JEFF BRADY, BYLINE: This was supposed to be one of those no-brainer pipeline projects that would just take a couple of years to get approved and built. But that was 10 years ago. And President Obama finally rejected it in 2015. I was in Alberta then. And the people I talked to were really stunned. They just were very worried about how it would affect the local economy. A lot of jobs were dependent on being able to get that oil out of Alberta and down to the Texas Gulf Coast for - where it can be processed.

And that decision has hurt the growth of the oil sands business in Canada. Some big players like Royal Dutch Shell have pretty much pulled out of that business. It has not grown as quickly as it would have otherwise. But now President Trump's administration has approved the pipeline. But TransCanada, the company behind the project, still hasn't made a final decision. The company says an announcement on that is coming soon. But the oil prices are a lot lower now. And it's not clear if the pipeline still makes economic sense.

GARCIA-NAVARRO: One of the things that we've seen is First Nations, Native American tribes have come out in the forefront of their opposition to energy projects on both sides of the border. How's this played out?

BRADY: You know I've been watching this for a long time now. And what I've noticed is that indigenous people on both sides of the border - on the Canadian side, on the U.S. side - they're getting a lot more organized about environmental issues and about energy production issues. And they have a much stronger voice in how countries are deciding, you know, which fossil fuels they're going to develop and which are going to be left in the ground.
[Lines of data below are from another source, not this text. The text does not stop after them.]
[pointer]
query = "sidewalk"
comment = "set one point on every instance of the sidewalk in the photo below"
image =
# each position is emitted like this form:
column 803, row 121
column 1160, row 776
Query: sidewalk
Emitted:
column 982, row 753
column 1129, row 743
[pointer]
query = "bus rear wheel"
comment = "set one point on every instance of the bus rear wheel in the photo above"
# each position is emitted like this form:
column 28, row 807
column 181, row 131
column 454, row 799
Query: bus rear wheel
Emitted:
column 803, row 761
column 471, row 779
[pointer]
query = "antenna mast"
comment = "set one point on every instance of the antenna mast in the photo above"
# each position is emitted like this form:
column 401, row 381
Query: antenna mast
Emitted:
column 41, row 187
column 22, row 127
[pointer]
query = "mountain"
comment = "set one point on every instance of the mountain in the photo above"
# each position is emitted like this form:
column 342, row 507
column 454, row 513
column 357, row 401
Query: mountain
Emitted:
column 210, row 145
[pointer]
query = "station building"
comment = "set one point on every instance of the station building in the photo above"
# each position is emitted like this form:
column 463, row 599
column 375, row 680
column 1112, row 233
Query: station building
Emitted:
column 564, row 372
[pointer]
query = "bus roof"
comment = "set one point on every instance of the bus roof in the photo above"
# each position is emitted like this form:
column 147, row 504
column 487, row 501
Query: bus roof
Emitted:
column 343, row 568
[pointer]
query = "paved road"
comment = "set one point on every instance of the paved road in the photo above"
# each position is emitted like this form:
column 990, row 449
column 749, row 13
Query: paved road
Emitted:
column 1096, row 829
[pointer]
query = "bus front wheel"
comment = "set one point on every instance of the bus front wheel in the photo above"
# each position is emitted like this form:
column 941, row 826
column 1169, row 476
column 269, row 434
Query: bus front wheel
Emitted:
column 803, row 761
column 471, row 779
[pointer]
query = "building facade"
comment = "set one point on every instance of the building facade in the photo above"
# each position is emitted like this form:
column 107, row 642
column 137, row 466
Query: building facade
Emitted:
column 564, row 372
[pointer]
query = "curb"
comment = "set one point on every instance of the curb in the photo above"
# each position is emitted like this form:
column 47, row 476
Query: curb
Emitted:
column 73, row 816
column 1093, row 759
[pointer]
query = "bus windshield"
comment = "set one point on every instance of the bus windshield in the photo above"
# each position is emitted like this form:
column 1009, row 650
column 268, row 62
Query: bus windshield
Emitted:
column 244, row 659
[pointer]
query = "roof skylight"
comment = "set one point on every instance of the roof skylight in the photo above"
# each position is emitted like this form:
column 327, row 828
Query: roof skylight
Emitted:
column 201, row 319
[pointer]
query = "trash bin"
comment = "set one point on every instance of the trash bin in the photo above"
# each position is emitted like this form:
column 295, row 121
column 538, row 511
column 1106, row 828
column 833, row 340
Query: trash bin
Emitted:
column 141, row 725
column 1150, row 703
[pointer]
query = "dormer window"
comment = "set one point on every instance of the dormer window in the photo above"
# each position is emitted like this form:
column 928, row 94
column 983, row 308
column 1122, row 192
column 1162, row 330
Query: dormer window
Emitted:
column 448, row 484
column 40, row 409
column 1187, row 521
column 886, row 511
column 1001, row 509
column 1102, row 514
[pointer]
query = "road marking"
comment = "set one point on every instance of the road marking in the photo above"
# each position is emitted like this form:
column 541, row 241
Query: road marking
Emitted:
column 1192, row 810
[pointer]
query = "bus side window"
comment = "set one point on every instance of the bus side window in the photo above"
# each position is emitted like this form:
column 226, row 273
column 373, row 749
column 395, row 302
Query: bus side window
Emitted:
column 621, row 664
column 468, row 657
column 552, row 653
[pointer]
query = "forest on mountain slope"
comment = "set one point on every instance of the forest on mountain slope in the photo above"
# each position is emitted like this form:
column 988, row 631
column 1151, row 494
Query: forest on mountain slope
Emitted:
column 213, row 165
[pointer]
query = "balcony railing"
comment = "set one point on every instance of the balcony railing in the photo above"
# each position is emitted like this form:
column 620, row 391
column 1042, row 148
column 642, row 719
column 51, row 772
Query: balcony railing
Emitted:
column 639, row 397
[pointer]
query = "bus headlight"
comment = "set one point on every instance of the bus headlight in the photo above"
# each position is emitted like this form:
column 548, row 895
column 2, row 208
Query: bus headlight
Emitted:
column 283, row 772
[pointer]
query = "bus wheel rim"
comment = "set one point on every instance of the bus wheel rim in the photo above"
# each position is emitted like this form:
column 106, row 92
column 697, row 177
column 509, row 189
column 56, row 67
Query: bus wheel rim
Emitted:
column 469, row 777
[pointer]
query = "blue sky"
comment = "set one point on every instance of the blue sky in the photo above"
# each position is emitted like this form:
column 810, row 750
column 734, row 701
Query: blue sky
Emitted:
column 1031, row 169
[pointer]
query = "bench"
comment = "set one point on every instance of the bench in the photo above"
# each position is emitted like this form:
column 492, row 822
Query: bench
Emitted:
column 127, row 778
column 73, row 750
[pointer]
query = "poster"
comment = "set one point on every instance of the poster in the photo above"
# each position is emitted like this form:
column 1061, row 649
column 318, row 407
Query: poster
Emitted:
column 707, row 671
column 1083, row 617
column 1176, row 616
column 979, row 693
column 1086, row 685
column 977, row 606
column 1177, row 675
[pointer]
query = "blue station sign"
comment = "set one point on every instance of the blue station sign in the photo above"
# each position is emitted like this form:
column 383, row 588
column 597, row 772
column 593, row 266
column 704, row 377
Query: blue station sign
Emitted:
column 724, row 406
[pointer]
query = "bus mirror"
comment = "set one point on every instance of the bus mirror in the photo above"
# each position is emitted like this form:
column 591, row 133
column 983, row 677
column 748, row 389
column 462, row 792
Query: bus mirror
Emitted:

And I think a big example of that in the U.S. was the Dakoda Access Pipeline last year. We saw the the protest organized by the Standing Rock Sioux in North Dakota. And in that case, they really only delayed the pipeline construction. But that's kind of a victory in itself. Because if you think of the Keystone XL, it shows that if you delay a pipeline long enough that project may never get built.

GARCIA-NAVARRO: That's NPR's Jeff Brady.

For its part, Kinder Morgan says it's behind schedule. But it is committed to the Trans Mountain pipeline expansion.